Download Large MLST Scheme
To run the Download Large MLST Scheme tool choose:
Microbial Genomics Module () | Databases () | Large MLST () | Download Large MLST Scheme ()
Figure 16.5: The Download Large MLST Scheme settings.
Use the Schemes to download selector (figure 16.6) to choose which schemes to download from PubMLST.
Figure 16.6: The schemes available for download.
Most of the schemes offered for download by PubMLST are classic (7-gene) schemes, but there are also core genome schemes available for several species, e.g.: Salmonella spp., N. gonorrhoeae, N. Meningitis, C. Jejuni / C. Coli, C. trachomatis, Vibrio cholerae, Listeria monocytogenes.
Some of the schemes offered by PubMLST may only contain allele and locus definitions and no sequence types.
The Download metadata option makes it possible to download and extract metadata for all of the isolates for a given species in PubMLST. Note that this is a potentially very slow operation.
The clustering parameters determine how the heatmap should be clustered (figure 16.7).
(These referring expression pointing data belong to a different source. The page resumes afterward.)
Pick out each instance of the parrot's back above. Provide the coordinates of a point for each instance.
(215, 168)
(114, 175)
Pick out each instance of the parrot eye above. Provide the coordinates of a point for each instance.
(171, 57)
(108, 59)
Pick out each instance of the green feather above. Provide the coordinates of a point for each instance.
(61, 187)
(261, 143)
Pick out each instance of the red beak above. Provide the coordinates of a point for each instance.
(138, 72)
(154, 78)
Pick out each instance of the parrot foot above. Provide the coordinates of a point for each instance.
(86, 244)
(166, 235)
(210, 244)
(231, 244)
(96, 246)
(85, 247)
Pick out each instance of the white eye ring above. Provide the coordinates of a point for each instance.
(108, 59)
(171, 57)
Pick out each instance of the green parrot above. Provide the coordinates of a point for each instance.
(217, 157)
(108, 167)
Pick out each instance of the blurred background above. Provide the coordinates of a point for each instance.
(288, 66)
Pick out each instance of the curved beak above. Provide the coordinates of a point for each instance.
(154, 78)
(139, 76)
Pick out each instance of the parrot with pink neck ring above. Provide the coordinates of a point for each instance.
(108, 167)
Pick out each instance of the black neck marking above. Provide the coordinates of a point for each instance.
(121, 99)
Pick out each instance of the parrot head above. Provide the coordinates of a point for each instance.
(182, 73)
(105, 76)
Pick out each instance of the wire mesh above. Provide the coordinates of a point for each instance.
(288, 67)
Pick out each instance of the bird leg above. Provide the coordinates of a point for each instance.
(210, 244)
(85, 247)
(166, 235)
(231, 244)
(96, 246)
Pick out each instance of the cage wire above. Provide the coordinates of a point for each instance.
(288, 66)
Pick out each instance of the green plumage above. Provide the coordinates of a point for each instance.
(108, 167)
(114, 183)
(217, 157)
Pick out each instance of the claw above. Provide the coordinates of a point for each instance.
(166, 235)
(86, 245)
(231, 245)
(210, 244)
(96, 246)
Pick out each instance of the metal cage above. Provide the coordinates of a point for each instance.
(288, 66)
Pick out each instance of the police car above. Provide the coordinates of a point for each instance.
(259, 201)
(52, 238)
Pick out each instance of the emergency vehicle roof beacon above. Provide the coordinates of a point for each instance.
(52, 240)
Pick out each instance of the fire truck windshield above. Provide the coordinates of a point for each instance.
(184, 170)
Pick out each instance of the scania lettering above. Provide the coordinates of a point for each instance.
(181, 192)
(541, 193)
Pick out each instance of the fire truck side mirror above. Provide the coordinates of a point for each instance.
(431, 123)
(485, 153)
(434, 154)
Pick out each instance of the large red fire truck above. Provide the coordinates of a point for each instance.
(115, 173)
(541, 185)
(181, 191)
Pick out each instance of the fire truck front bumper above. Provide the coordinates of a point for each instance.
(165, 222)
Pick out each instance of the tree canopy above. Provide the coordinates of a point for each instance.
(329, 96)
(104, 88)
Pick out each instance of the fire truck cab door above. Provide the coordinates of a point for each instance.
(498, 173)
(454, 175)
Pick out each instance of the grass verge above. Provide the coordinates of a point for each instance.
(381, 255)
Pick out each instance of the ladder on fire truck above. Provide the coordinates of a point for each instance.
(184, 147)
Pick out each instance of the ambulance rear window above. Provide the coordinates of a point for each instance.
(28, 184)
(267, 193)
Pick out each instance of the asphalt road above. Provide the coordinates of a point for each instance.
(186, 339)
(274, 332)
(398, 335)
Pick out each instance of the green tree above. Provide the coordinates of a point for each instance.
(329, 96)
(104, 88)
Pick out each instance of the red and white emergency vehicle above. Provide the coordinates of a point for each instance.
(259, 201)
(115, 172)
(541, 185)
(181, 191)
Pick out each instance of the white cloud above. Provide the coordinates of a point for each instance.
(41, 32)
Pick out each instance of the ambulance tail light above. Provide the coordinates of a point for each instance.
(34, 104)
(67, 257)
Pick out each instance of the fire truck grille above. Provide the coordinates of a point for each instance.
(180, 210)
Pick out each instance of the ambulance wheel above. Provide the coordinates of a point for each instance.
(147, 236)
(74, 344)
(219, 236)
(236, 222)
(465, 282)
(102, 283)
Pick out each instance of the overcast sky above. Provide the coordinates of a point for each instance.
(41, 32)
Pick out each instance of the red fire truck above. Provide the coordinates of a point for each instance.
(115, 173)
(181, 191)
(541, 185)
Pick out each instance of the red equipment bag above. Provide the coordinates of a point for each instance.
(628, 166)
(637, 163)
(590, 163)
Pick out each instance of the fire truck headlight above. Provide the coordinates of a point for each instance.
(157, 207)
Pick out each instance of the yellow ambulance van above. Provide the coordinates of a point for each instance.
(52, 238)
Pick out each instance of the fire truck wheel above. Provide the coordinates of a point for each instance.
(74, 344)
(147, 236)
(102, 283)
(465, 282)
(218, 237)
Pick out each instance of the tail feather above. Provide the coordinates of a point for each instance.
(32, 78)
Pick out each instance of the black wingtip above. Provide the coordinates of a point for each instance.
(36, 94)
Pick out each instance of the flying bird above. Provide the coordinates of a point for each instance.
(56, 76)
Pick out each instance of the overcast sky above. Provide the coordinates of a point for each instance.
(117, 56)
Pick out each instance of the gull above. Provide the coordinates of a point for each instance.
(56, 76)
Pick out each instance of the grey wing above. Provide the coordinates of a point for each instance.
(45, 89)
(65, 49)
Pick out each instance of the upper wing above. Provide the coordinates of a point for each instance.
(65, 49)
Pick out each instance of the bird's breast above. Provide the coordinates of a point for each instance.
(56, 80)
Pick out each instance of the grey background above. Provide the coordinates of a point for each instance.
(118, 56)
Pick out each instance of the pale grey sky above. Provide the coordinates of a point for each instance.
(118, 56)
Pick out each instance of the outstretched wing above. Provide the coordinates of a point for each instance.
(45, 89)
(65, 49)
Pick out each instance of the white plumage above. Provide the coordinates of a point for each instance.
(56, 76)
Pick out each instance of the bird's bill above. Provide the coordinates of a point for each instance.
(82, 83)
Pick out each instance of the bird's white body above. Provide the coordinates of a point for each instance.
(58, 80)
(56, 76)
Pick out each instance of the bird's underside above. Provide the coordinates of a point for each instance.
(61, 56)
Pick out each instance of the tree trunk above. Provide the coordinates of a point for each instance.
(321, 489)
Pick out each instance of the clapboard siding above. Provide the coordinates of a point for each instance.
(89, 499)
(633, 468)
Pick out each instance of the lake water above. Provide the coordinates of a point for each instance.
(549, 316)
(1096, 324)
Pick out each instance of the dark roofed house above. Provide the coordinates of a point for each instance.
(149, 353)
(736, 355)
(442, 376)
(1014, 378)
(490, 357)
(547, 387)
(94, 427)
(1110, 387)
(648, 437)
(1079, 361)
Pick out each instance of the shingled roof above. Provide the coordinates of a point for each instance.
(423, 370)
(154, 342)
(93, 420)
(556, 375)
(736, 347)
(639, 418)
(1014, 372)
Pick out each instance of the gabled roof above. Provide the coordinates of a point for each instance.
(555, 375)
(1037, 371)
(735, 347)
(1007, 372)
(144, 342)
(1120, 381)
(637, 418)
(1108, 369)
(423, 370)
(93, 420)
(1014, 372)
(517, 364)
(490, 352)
The heatmap cellvalues are the observed frequencies of a given allele compared to the other alleles in the same locus.The possible cluster linkages are:
Figure 16.7: The clustering parameters.
- Single linkage: the distance between two clusters is computed as the distance between the two closest elements in the two clusters.
- Average linkage: The distance between two clusters is computed as the average distance between objects from the first cluster and objects from the second cluster.
- Complete linkage: The distance between two clusters is computed as the distance between the two farthest objects in the two clusters.
- Euclidean distance: the square-root of the sum-of-square differences between coordinates.
- Manhattan distance: the sum of absolute differences between coordinates.
The following options are available when creating a minimum spanning tree (figure 16.8):
Figure 16.8: The minimum spanning tree parameters.
- Comparing a known to a missing allele: the minimum spanning tree is created using a distance matrix, where the distance is calculated between all pairs of sequence types. The distance is calculated as the number of loci where the allele assignment differs. But in some cases, a locus for a sequence type may not have an assigned allele (for instance, for the accessory genes in a wgMLST scheme). If this is the case, the behavior depends on this setting: if 'counted as same alleles' is selected, a locus where at least one allele is missing for the pair being compared will be ignored (it will not count as a difference). On the other hand, if 'Counted as different alleles' is selected, a missing allele being compared to a known allele will increase the distance between the sequence types being compared.
- Add clonal cluster metadata: it is possible to assign cluster information to the scheme which will show up as metadata. The clustering is based on the minimum spanning tree, and will be similar to the clustering obtained by using the 'collapse branches' slider in the minimum spanning tree view - that is, the clustering will be single-linkage clustering - i.e. all nodes in cluster are within the specified threshold to at least one other node in the cluster. Each cluster will get a name chosen from the sequence type in the cluster with most connections.
- Add clonal cluster metadata: specifies the level at which the clustering will be performed. It is possible to specify multiple, comma-separated values. E.g. '100,200' will assign clusters at allelic distances of 100 and 200 - this will create two new metadata columns, cc_100 and cc_200 with the new cluster information.